Credevo di sì, ne sono stato certo almeno un paio di volte.
Col mio primo ragazzo mi pareva di essere Eva nell’Eden, e la mela aveva il
sapore della libertà – acuto della menta del dentifricio e dolciastro di
patatine fritte.
Ci baciammo nella sua macchina, adolescenti di venticinque
anni. Gli tolsi gli occhiali dal naso, affondai la lingua nella sua bocca come
la lama di un coltello nella sua carne. Avrà pensato che volevo mangiarlo nel
senso biblico del termine, povero Gabriele.
Pensavo fossi lui. Pensavo fossi Christian. Quello che ho
cercato dopo, quando la sensazione esilarante di mettere il piede oltre il precipizio, con
Gabriele, si era acquietata.
Christian non avrebbe mai guardato uno come me, normalmente,
il che in qualche maniera mi rassicurava: potevi essere tu, in quel modo inaspettato da romanzo rosa. Mi toccava come fossi
un tesoro prezioso, un momento; poi mi stringeva troppo, mi soffocava. Ho passato
troppi anni a subire me stesso, per subire un altro.
Ma tutte queste cose le sai, tu. E non deve farti troppo
piacere risentirle dalla mia voce mentale, in questo caffè dove me ne sto seduto a
sudare, in attesa di una cioccolata calda. E non di te, che non ci sei. A non
pensarti.
Non ti penso, e non ti aspetto.
Quando guardo fuori dalla vetrina, non cerco il tuo viso tra
la folla, non lo compongo come un puzzle, non lo risolvo come una formula
matematica che tanto facilmente paio in grado di domare.
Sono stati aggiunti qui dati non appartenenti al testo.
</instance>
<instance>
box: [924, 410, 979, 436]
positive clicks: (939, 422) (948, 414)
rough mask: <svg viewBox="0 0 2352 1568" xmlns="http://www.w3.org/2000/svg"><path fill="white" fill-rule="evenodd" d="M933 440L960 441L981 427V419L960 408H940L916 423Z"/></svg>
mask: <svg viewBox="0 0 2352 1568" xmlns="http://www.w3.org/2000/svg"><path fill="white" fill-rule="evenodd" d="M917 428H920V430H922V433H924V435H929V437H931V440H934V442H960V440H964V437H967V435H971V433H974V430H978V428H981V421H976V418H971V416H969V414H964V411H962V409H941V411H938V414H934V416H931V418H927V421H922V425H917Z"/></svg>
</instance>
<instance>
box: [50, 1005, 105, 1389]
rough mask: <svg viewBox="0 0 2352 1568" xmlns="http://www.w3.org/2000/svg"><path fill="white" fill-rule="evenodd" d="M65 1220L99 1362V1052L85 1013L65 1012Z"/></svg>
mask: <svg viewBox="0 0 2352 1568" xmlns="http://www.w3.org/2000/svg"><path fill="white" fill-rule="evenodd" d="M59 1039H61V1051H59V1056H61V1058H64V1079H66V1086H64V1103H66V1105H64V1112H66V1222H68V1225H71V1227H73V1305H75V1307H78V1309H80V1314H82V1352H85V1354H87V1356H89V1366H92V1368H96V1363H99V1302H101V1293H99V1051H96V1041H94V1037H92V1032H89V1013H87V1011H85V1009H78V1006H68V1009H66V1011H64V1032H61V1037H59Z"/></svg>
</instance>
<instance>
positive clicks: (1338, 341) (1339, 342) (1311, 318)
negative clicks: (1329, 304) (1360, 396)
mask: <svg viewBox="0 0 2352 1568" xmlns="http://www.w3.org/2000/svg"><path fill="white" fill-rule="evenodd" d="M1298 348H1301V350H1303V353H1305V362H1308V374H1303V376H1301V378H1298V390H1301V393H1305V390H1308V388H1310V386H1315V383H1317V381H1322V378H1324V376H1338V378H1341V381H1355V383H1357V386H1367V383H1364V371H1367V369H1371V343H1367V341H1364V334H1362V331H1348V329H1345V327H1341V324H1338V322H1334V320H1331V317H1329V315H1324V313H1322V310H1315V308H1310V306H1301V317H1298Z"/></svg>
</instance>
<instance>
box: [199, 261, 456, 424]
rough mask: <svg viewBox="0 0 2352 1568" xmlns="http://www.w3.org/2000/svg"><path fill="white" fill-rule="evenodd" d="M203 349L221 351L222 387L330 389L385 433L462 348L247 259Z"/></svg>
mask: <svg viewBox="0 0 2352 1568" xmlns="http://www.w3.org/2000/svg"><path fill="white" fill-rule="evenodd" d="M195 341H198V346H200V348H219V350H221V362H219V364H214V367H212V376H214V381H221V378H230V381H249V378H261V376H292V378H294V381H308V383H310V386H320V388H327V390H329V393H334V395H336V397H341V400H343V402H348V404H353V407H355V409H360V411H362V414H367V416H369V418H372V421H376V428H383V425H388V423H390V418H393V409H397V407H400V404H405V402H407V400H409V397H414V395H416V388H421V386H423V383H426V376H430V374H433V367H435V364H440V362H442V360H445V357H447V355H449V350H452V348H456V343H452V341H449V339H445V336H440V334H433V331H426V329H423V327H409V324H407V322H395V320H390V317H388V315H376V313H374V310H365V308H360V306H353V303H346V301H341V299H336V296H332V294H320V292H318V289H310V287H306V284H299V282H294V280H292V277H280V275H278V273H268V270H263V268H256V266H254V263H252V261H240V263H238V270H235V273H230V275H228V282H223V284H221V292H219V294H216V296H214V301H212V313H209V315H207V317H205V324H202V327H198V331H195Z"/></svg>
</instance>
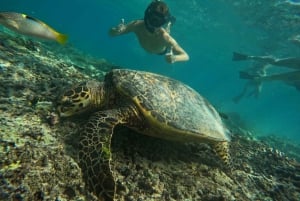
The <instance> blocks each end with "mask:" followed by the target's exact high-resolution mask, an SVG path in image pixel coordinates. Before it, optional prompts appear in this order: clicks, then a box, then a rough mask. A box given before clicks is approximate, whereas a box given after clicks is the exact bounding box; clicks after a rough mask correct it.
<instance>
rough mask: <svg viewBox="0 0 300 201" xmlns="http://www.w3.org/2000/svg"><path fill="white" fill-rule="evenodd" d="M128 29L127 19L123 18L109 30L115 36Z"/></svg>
mask: <svg viewBox="0 0 300 201" xmlns="http://www.w3.org/2000/svg"><path fill="white" fill-rule="evenodd" d="M125 29H126V25H125V20H124V19H123V18H122V19H121V23H120V24H118V25H117V26H116V27H113V28H111V29H110V30H109V35H111V36H115V35H119V34H122V33H123V32H124V31H125Z"/></svg>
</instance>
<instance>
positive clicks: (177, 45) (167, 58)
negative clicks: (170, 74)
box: [166, 36, 190, 63]
mask: <svg viewBox="0 0 300 201" xmlns="http://www.w3.org/2000/svg"><path fill="white" fill-rule="evenodd" d="M167 41H168V46H169V47H171V49H172V51H173V54H172V55H171V54H167V55H166V60H167V62H169V63H175V62H178V61H188V60H189V59H190V57H189V55H188V54H187V53H186V51H185V50H184V49H183V48H182V47H180V45H179V44H178V43H177V42H176V40H175V39H174V38H172V37H171V36H168V40H167Z"/></svg>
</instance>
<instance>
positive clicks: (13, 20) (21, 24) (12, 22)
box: [0, 12, 68, 44]
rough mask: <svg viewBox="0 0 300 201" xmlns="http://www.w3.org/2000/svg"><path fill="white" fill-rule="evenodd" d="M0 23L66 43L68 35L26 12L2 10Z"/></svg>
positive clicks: (20, 32)
mask: <svg viewBox="0 0 300 201" xmlns="http://www.w3.org/2000/svg"><path fill="white" fill-rule="evenodd" d="M0 24H2V25H3V26H5V27H7V28H9V29H11V30H13V31H15V32H17V33H20V34H24V35H28V36H34V37H38V38H42V39H48V40H54V41H57V42H58V43H60V44H64V43H66V41H67V39H68V36H67V35H65V34H61V33H59V32H57V31H55V30H54V29H53V28H51V27H50V26H48V25H47V24H45V23H44V22H42V21H40V20H38V19H36V18H33V17H30V16H28V15H25V14H21V13H15V12H0Z"/></svg>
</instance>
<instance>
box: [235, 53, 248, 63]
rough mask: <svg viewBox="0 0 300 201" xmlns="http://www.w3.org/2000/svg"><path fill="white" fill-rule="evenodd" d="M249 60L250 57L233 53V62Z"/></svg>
mask: <svg viewBox="0 0 300 201" xmlns="http://www.w3.org/2000/svg"><path fill="white" fill-rule="evenodd" d="M247 59H248V55H246V54H241V53H237V52H233V56H232V60H233V61H241V60H247Z"/></svg>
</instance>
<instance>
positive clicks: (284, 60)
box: [232, 52, 300, 70]
mask: <svg viewBox="0 0 300 201" xmlns="http://www.w3.org/2000/svg"><path fill="white" fill-rule="evenodd" d="M232 60H233V61H242V60H254V61H261V62H265V63H268V64H272V65H274V66H281V67H287V68H292V69H298V70H300V58H299V57H287V58H282V59H277V58H275V57H273V56H250V55H246V54H241V53H237V52H233V57H232Z"/></svg>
Ho un libro, di fronte a me. Storia Medievale. La ragazza lo
ha visto, ha scosso il capo come fossi pazzo, e i ricci scuri le nascondono il
viso carino mentre lo piega in modo da guardare altrove.
Scuoteresti il capo anche tu, forse. O forse, capiresti
questa mia passione scoperta da poco, ne sorrideresti compiaciuto. Ci sei tu,
tra le pagine di questo libro. Ci sei tu e ci sono io, e portiamo armature e
assaliamo regni lontani (la mia mente dipinge una scena ben più realistica di
quelle che, tanti anni fa, animavano le mie fantasticherie).
Non ho ancora imparato a dirmi questa verità: solo
mascherata di bugia, riesco a sussurrarla a me stesso. Quanto io dipenda da te.
Dall’attesa di te.
Ma io non ti attendo, affatto.
E, con me stesso, sono ancora il più bravo a mentire.